Chapter 7 : Undangan

7 1 0
                                    

Sesampainya di rumah, Marsha melemparkan diri di sofa. Wawancaranya berjalan baik, mungkin dia akan mendapat berita baik dari bosnya dalam minggu depan. Senyum mulai merekah di wajahnya. Kemudian dia membuka sosial medianya, tanpa mengubah posisinya. Penyakit magernya mulai kambuh.

"Eh, udah pulang. Mama kira siapa?" kata mamanya kaget. Marsha masih dengan posisi telungkupnya memegang hp. "Bukannya mandi atau makan dulu," kata mama lagi sambil menepuk pantatnya. Kali ini Marsha cemberut dan bangun dari posisinya.

"Bukannya ditanyain gimana wawancaranya?" balas Marsha.

"Eh iya, gimana wawancaranya?" tanya mama baru ingat.

"Kayaknya sih lumayan bagus. Moga aja aku dapet." kata Marsha setengah berdoa. Mamanya mengangguk. Lalu mama menyuruh Marsha mandi.

"Oh iya, nanti lihat tuh di counter. Ada undangan."

"Iya." jawab Marsha yang sudah hampir masuk ke kamar. Dua puluh menit kemudian, Marsha ke dapur untuk mengambil makanan. Setelah siap dengan makan dan minum di meja makan. Dia melihat undangan yang dimaksud mama, dan bermaksud membacanya sambil makan. Dia meneliti cover depan undangan berwarna merah maroon dengan

Wedding Invitation
B&O
April 20th 20XX

To : Mr/Mrs/Ms.
Marsha Bernadetta

"Bella? Dia gak jadi sama Felix?" tanya Marsha menyebut salah satu temannya, bingung saat melihat inisial nama tersebut. Dia menyuap suapan makanannya pertama. Dia membuka amplop tersebut. Tapi kemudian sebuah peta atau denah lokasi jatuh. Dia memungut kertas itu.
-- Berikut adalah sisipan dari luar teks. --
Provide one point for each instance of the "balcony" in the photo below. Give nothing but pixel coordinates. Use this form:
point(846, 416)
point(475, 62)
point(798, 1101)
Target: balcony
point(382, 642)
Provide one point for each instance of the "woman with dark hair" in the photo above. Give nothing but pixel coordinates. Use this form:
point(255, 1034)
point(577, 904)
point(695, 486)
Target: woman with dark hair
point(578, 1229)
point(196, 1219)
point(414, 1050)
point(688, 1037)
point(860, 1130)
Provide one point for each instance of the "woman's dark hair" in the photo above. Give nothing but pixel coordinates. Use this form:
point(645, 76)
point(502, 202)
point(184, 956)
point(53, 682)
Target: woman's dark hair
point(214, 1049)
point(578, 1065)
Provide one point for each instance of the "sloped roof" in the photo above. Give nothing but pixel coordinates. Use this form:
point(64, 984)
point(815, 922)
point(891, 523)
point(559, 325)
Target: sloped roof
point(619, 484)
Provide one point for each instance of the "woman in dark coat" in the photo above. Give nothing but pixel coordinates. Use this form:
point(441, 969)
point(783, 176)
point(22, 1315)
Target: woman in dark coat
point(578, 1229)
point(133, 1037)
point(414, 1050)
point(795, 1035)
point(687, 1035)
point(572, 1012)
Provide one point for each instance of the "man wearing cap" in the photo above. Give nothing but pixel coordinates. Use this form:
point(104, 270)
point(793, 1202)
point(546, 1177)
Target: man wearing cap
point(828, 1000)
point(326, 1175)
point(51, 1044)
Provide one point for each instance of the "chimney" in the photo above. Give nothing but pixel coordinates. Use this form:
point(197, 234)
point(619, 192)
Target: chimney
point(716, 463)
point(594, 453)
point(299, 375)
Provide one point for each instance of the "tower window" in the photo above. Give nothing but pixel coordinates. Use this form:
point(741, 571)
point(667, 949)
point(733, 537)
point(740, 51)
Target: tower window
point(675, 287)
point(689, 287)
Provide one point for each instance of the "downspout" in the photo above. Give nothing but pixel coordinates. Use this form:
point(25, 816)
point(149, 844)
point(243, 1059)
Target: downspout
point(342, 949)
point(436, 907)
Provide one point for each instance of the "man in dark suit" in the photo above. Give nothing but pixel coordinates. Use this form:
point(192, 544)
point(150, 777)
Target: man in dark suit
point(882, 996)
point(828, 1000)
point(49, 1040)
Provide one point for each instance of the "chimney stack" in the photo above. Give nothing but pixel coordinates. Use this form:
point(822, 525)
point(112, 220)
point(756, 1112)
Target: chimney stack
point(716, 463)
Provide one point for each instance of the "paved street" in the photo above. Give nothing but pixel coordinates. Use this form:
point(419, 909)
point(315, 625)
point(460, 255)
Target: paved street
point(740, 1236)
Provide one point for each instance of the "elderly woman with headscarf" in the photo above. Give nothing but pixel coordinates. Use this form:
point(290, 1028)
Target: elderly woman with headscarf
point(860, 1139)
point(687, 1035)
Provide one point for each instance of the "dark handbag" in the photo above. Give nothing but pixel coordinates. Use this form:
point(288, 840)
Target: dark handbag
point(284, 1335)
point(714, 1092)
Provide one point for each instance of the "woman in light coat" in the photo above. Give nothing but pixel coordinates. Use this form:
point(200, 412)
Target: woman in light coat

Tidak mengenali nama jalan di lokasi itu sama sekali. Dia membalik kertas tersebut, yang masih bertulis inisial B&O.

Marsha menyuap suarapan kedua makanannya. Kemudian mengocok bagian amplop yang terbuka. Keluar lagi sebuah kertas kecil, sebuah tiket untuk mengambil souvenir.

"Sha." panggil mama.

"Kenapa ma? Makan!" jawab Marsha. Dia menengok tidak mendapati mamanya dimana-mana. Kemudian dia kembali melihat undangan. "Kalo sampe ada RSVP, pelit nih orang." gumam Marsha sendiri. Dia mencari-cari kemungkinan amplop lebih kecil, untungnya tidak ada. Marsha menyuap suapan ketiga.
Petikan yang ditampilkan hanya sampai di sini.